Für die Bestimmung der Identität setzt die Autorin zeitliche Stufen an, etwa die Entstehungszeit der Chronik des Johannes von Biclaro oder des Gregor von Tours. In den einzelnen Quellen spürt sie dann der Verwendung der Begriffe Romanus, Francus oder Gothus nach, um einen Zustand der Identität zum Zeitpunkt der Entstehung der Quelle zu beschreiben. Diesen vergleicht sie dann mit anderen Identitätszuständen, die sie aus späteren Quellen gewinnt, und erhält so das Bild von „shifting identities“.
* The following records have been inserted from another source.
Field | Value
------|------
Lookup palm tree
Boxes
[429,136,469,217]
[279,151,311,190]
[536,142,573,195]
Natürlich konstatiert sie auch, dass Identitäten zu einer bestimmten Zeit nicht immer fest sind. So möchte sie für die Zeit nach der Bekehrung der Westgoten zum Katholizismus eine ältere Schicht der religiös konnotierten Abschottung von Gothus festmachen, sieht die Bezeichnung aber auch schon auf dem Weg zur Einordnung in die politische Einheit des gotischen Reiches (S. 37–51). Diesen Befund möchte sie erhärten, indem sie auf die Bestimmung von Toledo V (636) verweist, dass nur ein Gote König sein könne. Dies sei zunächst ganz offenbar ethnisch verstanden, spätestens aber im Fall von Ervig als politische Zuordnung erfasst worden. In den Rechtsquellen des 7. Jahrhunderts versteht Buchberger Gothus nur noch als Bezeichnung für einen in der Frühzeit des gotischen Reiches tätigen Goten und geht davon aus, dass die politische Vereinheitlichung von Untertanen des gotischen Königs um 700 vollendet gewesen sei (S. 81–100).

Im zweiten Teil behandelt Buchberger die Franken und muss dort zwangsläufig mit Gregor von Tours beginnen. Im Unterschied zu Helmut Reimitz1 bescheinigt sie diesem keine absichtsvolle Vernachlässigung der fränkischen Identität, sondern stellt lediglich eine stark kontextabhängige Konzentration auf die Personen fest, die dem Weltbild Gregors zufolge politisch bedeutsam waren, also die römischen Senatoren (S. 107–131). Venantius Fortunatus, dem Zeitgenossen Gregors, hingegen schreibt sie ein deutliches Bewusstsein von Romanitas zu, das sich indes vor allem auf die Bildung und Lebensart, nicht aber auf die Abstammung bezogen habe (S. 133–146).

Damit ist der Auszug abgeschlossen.